View on GitHub

reading-notes

My learning journal for Code Fellows

Linear Regression

What is scikit learn?

Scikit learn is a powerful Python module for machine learning. It has functions for regression, classification, clustering, model selection and dimensionality reduction.

Step 1

Import the required Python libraries. These include numpy, pandas, scipy.stats, and matplotlib.pyplot.

Step 2

Convert the raw data into a pandas frame, replacing the column headings if necessary.

Step 3

Set up your variables for the predictive logic. The Y axis will usually act as the variable the model is trying to predict, while the X axis will act as the independent variable, housing all the other features

This setting up is done by importing linear regression from sci-kit learn module. Then, drop whatever variable from the data set that you would like to predict. If you want to predict the cost of housing in a certain are, drop the cost variable.

Step 4

Store the linear regression object in a variable. Once doing so, you can then look inside of an object which will give you a list of functions available to you. Some important functions to keep in mind (this is assuming that you named the linear regression model lm):

lm.fit() Fits a linear model
lm.predict() Gives a prediction of Y using the linear model with estimate coefficients
lm.score() Return the coefficient of determination (R^2).This is a measure of how well the observed outcomes of the actual data are replicated by the model
.coef_ gives the coefficients
.intercept_ gives the estimated intercepts

Fitting a linear model

Construct a dataframe with the independent features and the estimated coefficients of the data set.

You can then create a scatter plot with the predicted values given the features.

You can then create a scatter plot checking those values against the actual values of the variable. When you do this you can calculate a mean square error.

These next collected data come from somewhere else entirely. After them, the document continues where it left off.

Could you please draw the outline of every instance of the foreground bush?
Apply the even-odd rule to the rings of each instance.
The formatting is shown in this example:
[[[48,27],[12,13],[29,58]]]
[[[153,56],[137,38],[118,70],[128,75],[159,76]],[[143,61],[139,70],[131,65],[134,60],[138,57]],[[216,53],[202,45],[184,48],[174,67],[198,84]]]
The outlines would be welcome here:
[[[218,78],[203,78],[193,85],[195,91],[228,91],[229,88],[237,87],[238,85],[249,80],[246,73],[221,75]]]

Mean square error: A measure of how close the prediction was to the actual.

In practice when machine training, give the model set of data rather than the entire set. This will ensure that you train your model on training data so that you can then see how well ir performs on the test data.

Residual Plots

Residual plots are a way to visualize how well the prediction did against the actual data set. If within a residual plot there seems to be a patter emerging, rather than a random scattering of points through the set, then you have a relationship between variables wrong. This means that you should go back to the model and change something about the parameters.